Question

Graph each polynomial function. $$ f(x)=x^{3}+2 x^{2}-5 x-6 $$

Short answer

Graph has zeros at \(-3\), \(-1\), and \(2\), and y-intercept at \(-6\).

Step-by-step solution

- Identify Key Features

Examine the polynomial function and identify key features such as the degree, leading coefficient, and constant term. The function is given by \(f(x) = x^3 + 2x^2 - 5x - 6\). It is a cubic polynomial.

- Determine End Behavior

Use the leading term to determine the end behavior. Since it is a cubic polynomial with a positive leading coefficient, as \(x \to \infty\), \(f(x) \to \infty\), and as \(x \to -\infty\), \(f(x) \to -\infty\).

- Find the Zeros and Factorize

Find the zeros of the polynomial to determine the x-intercepts. This can involve factoring or using the Rational Root Theorem. The polynomial can be factored as \((x+3)(x+1)(x-2)\), yielding zeros at \(x = -3\), \(x = -1\), and \(x = 2\).

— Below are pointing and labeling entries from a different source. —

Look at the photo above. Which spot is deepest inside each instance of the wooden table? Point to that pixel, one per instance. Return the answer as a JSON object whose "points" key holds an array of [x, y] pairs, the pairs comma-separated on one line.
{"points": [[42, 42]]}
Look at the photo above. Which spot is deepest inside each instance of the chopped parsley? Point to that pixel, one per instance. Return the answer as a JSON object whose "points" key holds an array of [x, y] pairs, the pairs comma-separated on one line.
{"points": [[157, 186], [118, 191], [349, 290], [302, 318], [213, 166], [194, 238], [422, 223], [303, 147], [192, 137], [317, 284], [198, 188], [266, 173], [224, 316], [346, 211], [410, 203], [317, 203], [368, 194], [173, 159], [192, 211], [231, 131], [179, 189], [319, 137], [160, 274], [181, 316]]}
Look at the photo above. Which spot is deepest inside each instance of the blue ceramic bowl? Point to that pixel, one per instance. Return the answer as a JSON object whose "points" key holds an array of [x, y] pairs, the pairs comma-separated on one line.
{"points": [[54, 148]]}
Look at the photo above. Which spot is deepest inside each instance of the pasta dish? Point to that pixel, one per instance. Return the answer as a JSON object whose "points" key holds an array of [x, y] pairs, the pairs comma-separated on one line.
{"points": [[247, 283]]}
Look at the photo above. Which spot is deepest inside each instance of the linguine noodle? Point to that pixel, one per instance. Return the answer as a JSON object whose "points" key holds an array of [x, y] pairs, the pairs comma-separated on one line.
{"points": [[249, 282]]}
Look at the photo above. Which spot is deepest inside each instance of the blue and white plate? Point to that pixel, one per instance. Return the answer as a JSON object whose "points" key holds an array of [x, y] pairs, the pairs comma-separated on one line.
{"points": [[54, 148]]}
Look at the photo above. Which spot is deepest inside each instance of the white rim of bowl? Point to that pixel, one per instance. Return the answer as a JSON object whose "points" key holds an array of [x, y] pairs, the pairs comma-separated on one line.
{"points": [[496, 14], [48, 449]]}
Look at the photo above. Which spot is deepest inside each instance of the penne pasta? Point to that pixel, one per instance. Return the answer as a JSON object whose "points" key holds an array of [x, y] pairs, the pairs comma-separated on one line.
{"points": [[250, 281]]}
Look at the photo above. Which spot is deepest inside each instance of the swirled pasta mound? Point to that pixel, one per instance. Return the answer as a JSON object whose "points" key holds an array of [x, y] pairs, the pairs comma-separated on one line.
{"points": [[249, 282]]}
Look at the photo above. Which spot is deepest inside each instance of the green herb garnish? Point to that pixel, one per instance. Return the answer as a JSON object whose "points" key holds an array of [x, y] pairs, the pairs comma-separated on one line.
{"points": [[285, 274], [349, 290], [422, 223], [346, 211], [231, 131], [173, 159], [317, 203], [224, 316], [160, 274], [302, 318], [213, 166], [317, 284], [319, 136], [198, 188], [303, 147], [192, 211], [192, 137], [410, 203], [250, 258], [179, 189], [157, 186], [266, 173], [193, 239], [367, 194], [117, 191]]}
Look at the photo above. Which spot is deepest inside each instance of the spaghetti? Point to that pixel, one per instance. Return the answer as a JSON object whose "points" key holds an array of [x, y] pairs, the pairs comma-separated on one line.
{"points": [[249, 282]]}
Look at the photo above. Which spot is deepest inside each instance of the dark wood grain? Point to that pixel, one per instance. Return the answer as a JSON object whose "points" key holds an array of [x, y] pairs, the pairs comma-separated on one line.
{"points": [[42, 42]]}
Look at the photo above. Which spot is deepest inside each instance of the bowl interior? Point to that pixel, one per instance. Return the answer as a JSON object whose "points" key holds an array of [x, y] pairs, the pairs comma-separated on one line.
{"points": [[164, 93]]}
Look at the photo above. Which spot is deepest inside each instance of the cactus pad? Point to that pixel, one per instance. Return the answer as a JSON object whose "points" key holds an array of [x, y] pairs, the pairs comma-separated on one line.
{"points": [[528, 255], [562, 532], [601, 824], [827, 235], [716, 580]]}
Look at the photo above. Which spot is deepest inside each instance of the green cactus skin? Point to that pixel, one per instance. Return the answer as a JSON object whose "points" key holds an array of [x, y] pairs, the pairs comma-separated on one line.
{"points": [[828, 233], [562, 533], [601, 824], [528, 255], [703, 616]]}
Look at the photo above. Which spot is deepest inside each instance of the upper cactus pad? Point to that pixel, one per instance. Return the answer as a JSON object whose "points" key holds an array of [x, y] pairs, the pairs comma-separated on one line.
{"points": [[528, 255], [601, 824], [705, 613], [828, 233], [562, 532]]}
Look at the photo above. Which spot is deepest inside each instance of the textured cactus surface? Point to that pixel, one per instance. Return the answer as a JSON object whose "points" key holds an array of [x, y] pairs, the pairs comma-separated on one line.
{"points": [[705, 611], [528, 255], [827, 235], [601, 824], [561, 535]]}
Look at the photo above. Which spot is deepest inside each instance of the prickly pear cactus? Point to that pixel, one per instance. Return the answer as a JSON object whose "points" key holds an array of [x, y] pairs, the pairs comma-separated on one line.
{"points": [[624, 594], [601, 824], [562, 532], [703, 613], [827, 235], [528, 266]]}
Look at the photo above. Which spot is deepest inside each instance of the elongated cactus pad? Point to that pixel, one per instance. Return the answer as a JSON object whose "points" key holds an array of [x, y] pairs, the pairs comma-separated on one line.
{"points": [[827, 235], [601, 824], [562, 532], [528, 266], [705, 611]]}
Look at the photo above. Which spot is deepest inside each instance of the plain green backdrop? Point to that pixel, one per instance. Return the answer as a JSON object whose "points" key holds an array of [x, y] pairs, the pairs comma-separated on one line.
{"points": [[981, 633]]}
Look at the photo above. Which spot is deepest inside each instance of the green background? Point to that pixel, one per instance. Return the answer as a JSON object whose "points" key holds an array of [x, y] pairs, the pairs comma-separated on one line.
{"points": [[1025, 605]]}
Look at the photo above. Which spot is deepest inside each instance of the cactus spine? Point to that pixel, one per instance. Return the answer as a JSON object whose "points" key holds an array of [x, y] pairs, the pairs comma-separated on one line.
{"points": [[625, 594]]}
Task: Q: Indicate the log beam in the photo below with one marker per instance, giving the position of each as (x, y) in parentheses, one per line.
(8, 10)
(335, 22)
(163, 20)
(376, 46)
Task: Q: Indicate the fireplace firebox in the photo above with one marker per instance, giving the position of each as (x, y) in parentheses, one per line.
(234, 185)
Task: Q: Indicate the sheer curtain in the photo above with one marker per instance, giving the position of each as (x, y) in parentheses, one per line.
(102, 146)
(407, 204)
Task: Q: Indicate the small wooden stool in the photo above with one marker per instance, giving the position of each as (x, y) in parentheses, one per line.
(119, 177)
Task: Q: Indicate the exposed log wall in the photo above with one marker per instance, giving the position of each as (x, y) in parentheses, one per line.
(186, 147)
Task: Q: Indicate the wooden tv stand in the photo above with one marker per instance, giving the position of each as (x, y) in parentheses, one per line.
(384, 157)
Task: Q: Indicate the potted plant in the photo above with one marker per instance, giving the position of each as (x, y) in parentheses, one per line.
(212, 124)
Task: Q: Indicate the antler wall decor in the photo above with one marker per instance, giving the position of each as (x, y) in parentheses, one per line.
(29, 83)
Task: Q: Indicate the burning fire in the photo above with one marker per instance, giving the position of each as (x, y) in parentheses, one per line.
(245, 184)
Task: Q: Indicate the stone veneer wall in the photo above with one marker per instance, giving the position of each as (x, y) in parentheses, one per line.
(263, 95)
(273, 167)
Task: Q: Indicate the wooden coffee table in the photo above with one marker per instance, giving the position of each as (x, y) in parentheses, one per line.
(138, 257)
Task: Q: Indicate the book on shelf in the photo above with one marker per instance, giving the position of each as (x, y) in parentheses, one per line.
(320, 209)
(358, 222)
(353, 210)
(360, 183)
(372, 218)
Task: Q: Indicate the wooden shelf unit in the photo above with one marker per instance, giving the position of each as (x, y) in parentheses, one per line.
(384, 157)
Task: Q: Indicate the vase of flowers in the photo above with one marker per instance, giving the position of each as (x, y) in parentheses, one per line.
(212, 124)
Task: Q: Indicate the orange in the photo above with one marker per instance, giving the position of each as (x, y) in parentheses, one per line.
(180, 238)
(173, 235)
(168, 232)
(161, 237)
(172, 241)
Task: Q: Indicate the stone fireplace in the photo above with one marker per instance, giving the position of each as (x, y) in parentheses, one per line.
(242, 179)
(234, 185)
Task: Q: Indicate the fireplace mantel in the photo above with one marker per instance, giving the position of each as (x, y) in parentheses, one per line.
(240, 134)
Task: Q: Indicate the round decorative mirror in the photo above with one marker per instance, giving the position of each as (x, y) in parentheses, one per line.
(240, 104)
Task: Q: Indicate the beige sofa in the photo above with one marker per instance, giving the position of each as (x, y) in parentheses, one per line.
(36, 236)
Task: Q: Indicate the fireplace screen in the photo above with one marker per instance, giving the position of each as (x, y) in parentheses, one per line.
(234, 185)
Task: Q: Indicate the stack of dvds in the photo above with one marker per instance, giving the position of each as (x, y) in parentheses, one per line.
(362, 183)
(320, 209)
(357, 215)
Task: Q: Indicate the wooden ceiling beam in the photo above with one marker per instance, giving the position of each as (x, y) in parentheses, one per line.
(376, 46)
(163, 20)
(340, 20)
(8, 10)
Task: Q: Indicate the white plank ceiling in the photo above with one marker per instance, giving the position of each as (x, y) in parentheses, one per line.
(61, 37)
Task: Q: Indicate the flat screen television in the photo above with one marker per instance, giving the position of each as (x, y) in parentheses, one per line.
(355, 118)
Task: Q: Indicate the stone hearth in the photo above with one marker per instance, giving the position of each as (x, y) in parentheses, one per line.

- Calculate the Y-Intercept

The y-intercept is found by evaluating \(f(0)\). Substituting 0 in place of \(x\) gives \(f(0) = -6\). So, the y-intercept is \( (0, -6) \).

- Plot Key Points

Plot the zeros \( (-3,0) \), \( (-1,0) \), \( (2,0) \), and the y-intercept \((0, -6)\) on the graph.

- Sketch the Graph

Using the plotted points, the end behavior, and the nature of a cubic polynomial (which will cross the x-axis at each zero), sketch the graph smoothly connecting these points, ensuring that the graph correctly represents the behavior derived in the previous steps.

Key concepts

Cubic Polynomial

A cubic polynomial is a type of polynomial where the highest power of the variable is three. The general form is given by: \[ f(x) = ax^3 + bx^2 + cx + d \] In the given exercise, the cubic polynomial is: \[ f(x) = x^3 + 2x^2 - 5x - 6 \] Here, the coefficients are:

• a: 1 (leading coefficient, associated with \(x^3\))
• b: 2 (associated with \(x^2\))
• c: -5 (associated with \(x\))
• d: -6 (constant term)

In graphing, the degree (here 3) tells us about the end behavior and the general shape of the graph. Cubic polynomials typically have up to three roots (or zeros) and will intersect the x-axis as it changes direction.

Zeros of Polynomials

The zeros of a polynomial are the values of \(x\) that make the polynomial equal to zero. These are also the points where the graph of the polynomial crosses the x-axis. To find the zeros, we solve the equation: \[ x^3 + 2x^2 - 5x - 6 = 0 \] In this case, factoring the polynomial helps: \[ (x+3)(x+1)(x-2) = 0 \] From this factorization, we can find the zeros:

• x = -3
• x = -1
• x = 2

These points, \((-3,0), (-1,0), (2,0)\), are crucial when plotting the graph because they indicate where the polynomial touches or crosses the x-axis.

End Behavior

The end behavior of a polynomial describes how the values of \(f(x)\) behave as \(x\) approaches positive or negative infinity. For the given cubic polynomial \(f(x) = x^3 + 2x^2 - 5x - 6\), we look at the term with the highest power to determine end behavior. Since the leading coefficient (the coefficient of \(x^3\)) is positive:

• As \( x \to \infty \), \( f(x) \to \infty \)
• As \( x \to -\infty \), \( f(x) \to -\infty \)

This means that the polynomial will go up to infinity on the right side of the graph and down to negative infinity on the left side of the graph. This behavior is typical of cubic polynomials with a positive leading coefficient.

Y-Intercept

The y-intercept of a polynomial is where the graph crosses the y-axis. This occurs when \(x = 0\). To find the y-intercept, we substitute \(x = 0\) into the polynomial function: \[ f(0) = 0^3 + 2(0)^2 - 5(0) - 6 = -6 \] Therefore, the y-intercept is at the point \((0, -6)\). This point is important when sketching the polynomial graph, as it provides a specific starting point on the y-axis where the graph cuts across. Plotting this alongside zeros gives a clear idea of how the polynomial behaves near the origin.